Barak: Arafat should be shunned as a rogue By Janine Zacharia
WASHINGTON (July 20) - Likening Yasser Arafat to rogue leaders like Serbia's former president Slobodan Milosevic and repeatedly calling the Palestinian Authority chairman a liar, former prime minister Ehud Barak gave his first speech yesterday to an American audience since losing power. The event appeared aimed as much toward defending his own failed peacemaking efforts as paving the way for a possible political comeback.
Barak, who met yesterday with Vice President Dick Cheney and Deputy Secretary of State Richard Armitage, called on world leaders to boycott Arafat and to deal with him as a rogue. "He should be held accountable for his behavior. He shouldn't be able to talk to leaders," Barak told The Washington Institute for Near East Policy.
Arafat lies whenever it serves him, Barak continued. "Most world leaders experienced it personally. I'm strongly convinced that it is about time to tell the truth."
While in the US, Barak, who has only recently re-emerged on the public stage, also gave a television interview with PBS's Charlie Rose and met privately with New York Times foreign affairs commentator Thomas Friedman, among others.
Barak renewed his calls for unilateral separation from the Palestinians - while always leaving open the door for fresh negotiations should a Palestinian leader emerge who is ready to make tough decisions and negotiate honestly - and endorsed Prime Minister Ariel Sharon's policy of focusing on individuals who are directing terror.
Barak criticized repeatedly what he described as a new revisionism post-Camp David, an apparent reference to articles published by former US negotiator Robert Malley.
Malley has written and spoken since leaving office in defense of Arafat, who he believes has been erroneously blamed for the collapse of the peace process into violence.
In his most recent piece, "Camp David: The Tragedy of Errors," published in the August 9 issue of The New York Review of Books, Malley criticizes Barak's negotiating style and explains Arafat's fears of being cornered and tricked by the Israeli leader.
"We never tried to dictate to him.
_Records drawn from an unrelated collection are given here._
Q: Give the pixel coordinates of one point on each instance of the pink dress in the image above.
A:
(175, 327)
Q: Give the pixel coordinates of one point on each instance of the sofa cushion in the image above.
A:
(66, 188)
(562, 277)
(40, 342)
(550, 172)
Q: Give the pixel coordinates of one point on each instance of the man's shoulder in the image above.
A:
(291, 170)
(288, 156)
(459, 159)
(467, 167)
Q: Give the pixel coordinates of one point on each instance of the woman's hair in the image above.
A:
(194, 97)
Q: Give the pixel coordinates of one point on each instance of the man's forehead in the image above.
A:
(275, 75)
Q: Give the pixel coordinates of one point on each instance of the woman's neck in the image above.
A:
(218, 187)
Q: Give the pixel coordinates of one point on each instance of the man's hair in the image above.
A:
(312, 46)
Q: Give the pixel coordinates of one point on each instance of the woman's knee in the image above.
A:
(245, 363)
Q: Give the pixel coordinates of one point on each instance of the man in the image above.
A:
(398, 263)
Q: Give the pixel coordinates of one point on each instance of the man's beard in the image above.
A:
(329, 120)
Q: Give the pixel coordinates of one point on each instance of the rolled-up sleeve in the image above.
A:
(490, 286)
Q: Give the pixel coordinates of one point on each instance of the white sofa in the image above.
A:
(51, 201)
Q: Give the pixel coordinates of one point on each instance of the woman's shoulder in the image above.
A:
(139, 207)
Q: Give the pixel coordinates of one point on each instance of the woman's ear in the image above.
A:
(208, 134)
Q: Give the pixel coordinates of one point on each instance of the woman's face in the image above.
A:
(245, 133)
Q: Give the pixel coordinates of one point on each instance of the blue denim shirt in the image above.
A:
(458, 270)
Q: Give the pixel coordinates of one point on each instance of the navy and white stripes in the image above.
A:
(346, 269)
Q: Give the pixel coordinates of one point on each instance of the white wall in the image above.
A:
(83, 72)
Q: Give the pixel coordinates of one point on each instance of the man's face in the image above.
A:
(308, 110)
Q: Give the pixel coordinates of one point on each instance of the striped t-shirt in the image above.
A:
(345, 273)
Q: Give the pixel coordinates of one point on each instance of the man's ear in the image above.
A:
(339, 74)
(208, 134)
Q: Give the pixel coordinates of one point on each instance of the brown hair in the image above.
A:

Not me. Not President Clinton," Barak said, adding that the Israelis and Americans at Camp David never expected Arafat to do more than accept the ideas presented at the peacemaking summit as a basis for further negotiations.
Asked about what errors he believed he had made, Barak said they are "too few to mention."
According to Malley's latest account of the Camp David summit, Clinton, who publicly and privately blamed Arafat for its failure, was also frustrated by Barak's demands and negotiating style.
Malley says "Clinton was furious" around the time of the summit when Barak reneged on interim commitments, including the transfer of three Arab neighborhoods in the eastern part of Jerusalem to the PA.
Clinton had conveyed the commitment to Arafat and felt Barak had made him out to be a "false prophet," Malley quoted the former president as saying.
Malley describes an "extraordinary moment at Camp David when Barak retracted some of his positions" and Clinton confronted him saying: "I can't go see Arafat with a retrenchment! You can sell it; there is no way I can.
This is not real. This is not serious."
Malley says too that Clinton had extracted a commitment from Barak to carry out the agreed-to third redeployment from the West Bank, whether or not a final peace deal was secured at Camp David. The redeployment, however, was never carried out.